As agulhas de vento choviam de baixo para cima enquanto Seth caía. Um martírio às feridas abertas de seu rosto, que até então não o haviam incomodado. A dor durou ínfimos segundos, pois a gravidade tinha pressa em puxar o corpo para a terra. Teria quebrado-lhe alguns ossos, não fosse o terreno macio onde ela o assentou. O farfalhar da palha denunciou a descarada conveniência. Justamente no ponto em que fora obrigado a pular ou voltar, o monte fofo sob os pés dissipara as dúvidas do fugitivo.
E ali estava ele agora, naquela alameda escura que nem breu, escondida das cores vibrantes da Tiberia turística. Deserto. Tudo deserto, exceto por um trio de mariposas. Devia haver luz num canto, isso era certo. O cão sacudiu-se para arrebatar os fiapos ásperos da pelagem. O semielfo perscrutou a sombra e logo divisou um facho assustadiço. A flama vinha do leste, no entanto, e lá somente se estendiam muralha e portão fechado. “Trancado no covil até o amanhecer. Que animador...”
De repente o cachorro desatou a rosnar. Zombeteiras, as mariposas dançavam no lusco-fusco. Lao não resistiu ao desafio, e o menino foi-lhe atrás, trôpego, mas sorridente; não podia zangar-se com seu patrono, sem falar que a disposição dele era contagiante. Porém as mariposas não interromperam o baile, porque o cão não se lhes dirigiu. Embrenhou-se no burgo silencioso, labiríntico devido ao crescimento desordenado. O dono tentava acompanhá-lo, atrelado ao merecido voto de credibilidade depositado no animal. Contudo a distância entre os dois só fazia aumentar, a perna do garoto moderava-lhe a velocidade com fisgadas. E o cachorro desapareceu, o sorriso desapareceu, Seth desapareceu.
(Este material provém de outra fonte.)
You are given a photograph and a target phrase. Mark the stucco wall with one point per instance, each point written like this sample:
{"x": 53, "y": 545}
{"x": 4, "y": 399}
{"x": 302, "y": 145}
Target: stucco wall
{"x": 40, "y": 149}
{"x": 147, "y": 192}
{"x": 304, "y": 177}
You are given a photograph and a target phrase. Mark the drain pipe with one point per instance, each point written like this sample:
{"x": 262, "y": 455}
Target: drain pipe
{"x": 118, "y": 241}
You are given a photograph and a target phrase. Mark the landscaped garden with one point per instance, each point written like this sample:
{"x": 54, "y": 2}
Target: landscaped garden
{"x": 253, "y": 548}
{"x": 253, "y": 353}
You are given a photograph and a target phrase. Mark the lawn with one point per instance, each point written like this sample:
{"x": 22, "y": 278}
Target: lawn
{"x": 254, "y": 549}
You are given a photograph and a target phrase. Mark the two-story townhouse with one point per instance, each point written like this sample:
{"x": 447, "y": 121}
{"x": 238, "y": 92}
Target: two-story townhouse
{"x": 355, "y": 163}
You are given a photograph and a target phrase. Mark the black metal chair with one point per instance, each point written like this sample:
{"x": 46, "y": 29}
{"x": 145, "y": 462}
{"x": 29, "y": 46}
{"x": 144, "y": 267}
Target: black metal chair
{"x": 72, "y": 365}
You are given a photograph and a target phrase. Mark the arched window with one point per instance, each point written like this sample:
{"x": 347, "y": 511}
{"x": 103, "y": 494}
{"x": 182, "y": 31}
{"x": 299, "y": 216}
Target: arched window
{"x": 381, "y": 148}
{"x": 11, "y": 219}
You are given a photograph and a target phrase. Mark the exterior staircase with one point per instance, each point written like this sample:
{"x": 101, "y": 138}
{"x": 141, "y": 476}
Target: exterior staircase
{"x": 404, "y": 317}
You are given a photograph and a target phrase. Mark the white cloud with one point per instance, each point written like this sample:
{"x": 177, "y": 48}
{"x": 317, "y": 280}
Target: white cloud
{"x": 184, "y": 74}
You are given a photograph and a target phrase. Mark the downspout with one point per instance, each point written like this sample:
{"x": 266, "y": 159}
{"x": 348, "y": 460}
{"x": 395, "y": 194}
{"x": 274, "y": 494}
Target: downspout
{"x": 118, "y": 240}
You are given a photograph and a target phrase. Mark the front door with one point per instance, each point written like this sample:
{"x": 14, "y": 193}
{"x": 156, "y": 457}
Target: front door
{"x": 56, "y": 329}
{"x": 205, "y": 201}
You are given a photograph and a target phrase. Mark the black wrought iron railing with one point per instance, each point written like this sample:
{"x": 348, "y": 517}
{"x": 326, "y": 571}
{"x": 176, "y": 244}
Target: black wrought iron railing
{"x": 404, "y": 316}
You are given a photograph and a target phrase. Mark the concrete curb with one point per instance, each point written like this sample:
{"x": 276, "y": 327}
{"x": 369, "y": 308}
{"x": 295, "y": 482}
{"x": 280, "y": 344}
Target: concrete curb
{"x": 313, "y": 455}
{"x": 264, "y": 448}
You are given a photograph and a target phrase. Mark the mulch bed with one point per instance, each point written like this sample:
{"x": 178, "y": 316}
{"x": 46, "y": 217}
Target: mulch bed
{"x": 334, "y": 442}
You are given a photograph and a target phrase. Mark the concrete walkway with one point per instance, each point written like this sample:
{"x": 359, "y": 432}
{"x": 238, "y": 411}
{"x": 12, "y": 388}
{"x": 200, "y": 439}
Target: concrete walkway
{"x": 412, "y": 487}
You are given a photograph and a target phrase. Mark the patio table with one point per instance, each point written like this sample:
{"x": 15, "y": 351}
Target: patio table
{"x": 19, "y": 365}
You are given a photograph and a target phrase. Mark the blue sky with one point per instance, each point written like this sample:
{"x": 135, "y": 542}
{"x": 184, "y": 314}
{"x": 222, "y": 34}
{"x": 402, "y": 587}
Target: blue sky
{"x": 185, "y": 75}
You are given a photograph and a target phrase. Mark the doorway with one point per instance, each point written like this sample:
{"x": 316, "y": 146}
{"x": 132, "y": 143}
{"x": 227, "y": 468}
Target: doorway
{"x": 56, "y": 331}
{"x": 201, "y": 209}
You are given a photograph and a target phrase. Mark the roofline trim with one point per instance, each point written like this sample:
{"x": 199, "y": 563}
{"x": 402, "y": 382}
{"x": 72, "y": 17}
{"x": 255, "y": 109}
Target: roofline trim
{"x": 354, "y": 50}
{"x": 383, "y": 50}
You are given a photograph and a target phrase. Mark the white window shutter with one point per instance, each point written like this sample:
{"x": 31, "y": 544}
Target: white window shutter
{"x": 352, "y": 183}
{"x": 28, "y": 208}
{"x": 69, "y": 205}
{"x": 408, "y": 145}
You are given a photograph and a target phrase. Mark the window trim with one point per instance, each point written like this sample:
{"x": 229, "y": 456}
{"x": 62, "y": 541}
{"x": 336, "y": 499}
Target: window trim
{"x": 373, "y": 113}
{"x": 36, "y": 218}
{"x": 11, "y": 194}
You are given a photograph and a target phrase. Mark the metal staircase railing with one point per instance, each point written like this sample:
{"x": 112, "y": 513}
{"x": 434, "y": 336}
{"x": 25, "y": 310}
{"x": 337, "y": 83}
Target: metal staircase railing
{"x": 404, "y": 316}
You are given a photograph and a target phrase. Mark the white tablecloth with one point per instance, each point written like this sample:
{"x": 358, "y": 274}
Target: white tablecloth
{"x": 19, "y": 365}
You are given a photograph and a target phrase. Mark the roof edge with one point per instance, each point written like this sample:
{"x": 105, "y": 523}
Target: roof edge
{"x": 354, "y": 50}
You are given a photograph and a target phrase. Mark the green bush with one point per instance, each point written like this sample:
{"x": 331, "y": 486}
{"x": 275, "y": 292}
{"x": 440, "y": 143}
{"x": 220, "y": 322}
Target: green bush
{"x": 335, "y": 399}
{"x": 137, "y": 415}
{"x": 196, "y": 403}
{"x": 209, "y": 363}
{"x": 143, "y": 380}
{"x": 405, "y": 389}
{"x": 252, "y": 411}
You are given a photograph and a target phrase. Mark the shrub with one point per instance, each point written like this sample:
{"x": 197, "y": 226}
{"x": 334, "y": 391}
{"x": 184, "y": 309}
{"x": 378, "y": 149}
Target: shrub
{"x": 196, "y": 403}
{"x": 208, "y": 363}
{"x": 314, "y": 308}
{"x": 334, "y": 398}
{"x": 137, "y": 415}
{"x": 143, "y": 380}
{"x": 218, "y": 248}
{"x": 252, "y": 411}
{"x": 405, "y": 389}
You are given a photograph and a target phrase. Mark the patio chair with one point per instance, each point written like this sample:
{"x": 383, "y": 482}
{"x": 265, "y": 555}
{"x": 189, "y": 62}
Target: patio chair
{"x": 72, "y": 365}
Dobrara uma esquina involuntariamente, à força de um ríspido puxão. Teria reagido à altura, dessa vez. Todavia deparou-se com Lao, de rabinho abanando e de língua salivante, e constatou estar fora de perigo. Surpreendeu-se ao ouvir um guizo familiar a tocar e ver os bigodes hirtos do Sr. Cahtóris. Surpresa maior foi notar que o velho batia-lhe continência... não, na verdade- na verdade pedia silêncio, de indicador em riste. Era difícil enxergar detalhes com clareza naquelas trevas profundas, mesmo para o semielfo que ele era. Aí o comerciante sinalizou para que o seguissem. O cachorro assentiu prontamente. Rastros de baba nos ladrilhos.
O menino relutou. Até onde sabia, fora o vendedor quem convocara a Guarda Tiberiense, a mando de Ulderik. De modo algum o censurava por isso, já que ele não se imbuíra de más intenções, apenas pusera a própria vida acima da de um cliente. Egoísmo? Talvez, embora com certeza uma decisão razoável. A polissemia da noção de piedade era administrada estranhamente pelo semielfo: o mau sentido, a piedade que repudia e humilha, aplicava-a com dura reserva; o bom sentido, a piedade que poupa e ajuda, ofertava-a com ampla generosidade. Não conhecia muitas pessoas, mas arriscava formular juízos acerca delas, a partir da ótica do espectador alheio que era. Concluía ser, nesse quesito da compaixão, um num milhão. Não esperava testemunhar gentilezas que implicassem sacrifícios por parte de ninguém, inclusive o Sr. Cahtóris. Numa palavra: desconfiança... O comerciante podia muito bem estar a guiá-lo para os lobos.
Ora, mas Lao não parecia preocupado. Poder-se-ia mesmo dizer que estava todo satisfeito na companhia do velho. “E eu o teria deixado cair...”, reprovou-se o garoto. “Devo-lhe uma... Não. Devo-lhe várias.” E adiantou-se. Rastros de sangue nos ladrilhos.
O vendedor levou os caminhantes pelo circuito de ruas. Cinco minutos de marcha para o sudeste. Em frente tremulava um archote, junto a um batente.
– Ainda bem que seu cão tem orelhas e faro argutos. Senão não me teria percebido. – O negociante pusera em desuso o discurso frenético, específico de sua qualidade profissional. Articulava com mais calma, a voz agradável. Pegou o fogo e abriu a porta.
– Bem-vindos a meu lar. Entrem.
O cachorro não fez cerimônia e aconchegou-se folgadamente sobre um tapete felpudo. O Sr. Cahtóris não reclamou das patas sujas em seu piso. Acendeu os candelabros das paredes e por fim ateou chamas à lareira.